Heavy infantry units get support from those beside them, encouraging the player to use battle lines. Interestingly, longbow units can give support to other infantry units, but not to other longbow units, forcing to player to adopt a herce-like formation of alternating "bills and bows". Cavalry doesn't give nor receive support, encouraging players to deploy it separately from the foot.
To fire missiles, you total the number of firing units and roll a d10. The target is unaffected destroyed or demoralized. Some troops, such as dismounted knights and later-medieval plate-barded horse are less vulnerable to missile-fire than other units.
So, how is the new second edition different from the first?
Most of the basic game mechanics remain the same with perhaps the most radical change to the basic system being new combat factors for many unit types. Many units now have higher combat factors than before; while this may reduce the luck factor in combat, it also makes it tougher on those lower in the food chain, and all but ensures units like longbows will get thumped in combat.
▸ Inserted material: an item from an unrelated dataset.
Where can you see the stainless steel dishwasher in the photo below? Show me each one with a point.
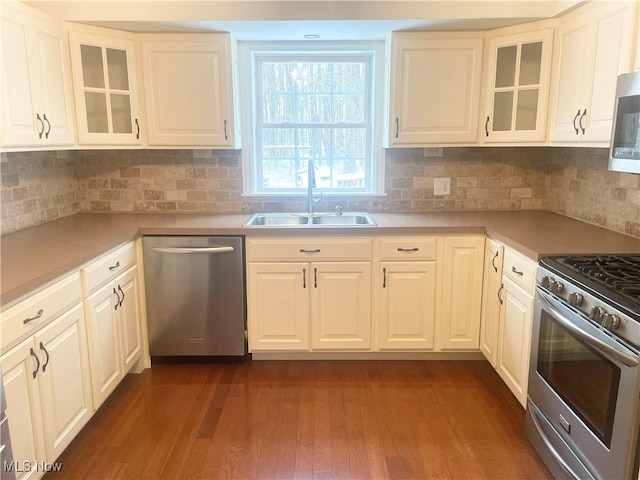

Unit types have also been expanded. Longbows can, for example, take to the field as Longbows, Professional Longbows, English Expeditionary Force Longbows, or mixed in with a men-at-arms unit as a unit bowfire upgrade.
Optional rules cover such topics as Swiss pike blocks, later medieval artillery and Hussite War Wagons. There is also a new system for generating armies based on the types of units each character can bring as part of his retinue.
Minor irritants remain from the first edition. Foot knights cause panic just as do mounted cavalry, and crossbows are classified as infantry rather than as missile troops. The rather odd panic rules have been somewhat improved but still feel to me like a patched version of the original system when something different was really needed.
The physical quality of the rules is much improved with photos and easy-to-read lettering. The game is only available as a printable PDF file, which has become my medium of choice.
And the verdict?
Just as with the first edition, I find the game system still works surprisingly well. Characters are all-important, and must be in position to reorganize troops after combat, or to react to unexpected threats. Leaderless units become easy prey to the enemy.
However, I find I still prefer the first edition. DOK2 is a more finished product, which leaves less room for the scenario-specific tinkering I love to do. And while there is nothing intrinsically wrong with all the new chrome that has been added, I prefer to add my own chrome to the more basic system found in the first set. But those who prefer a more finished product may well find the new version to their liking.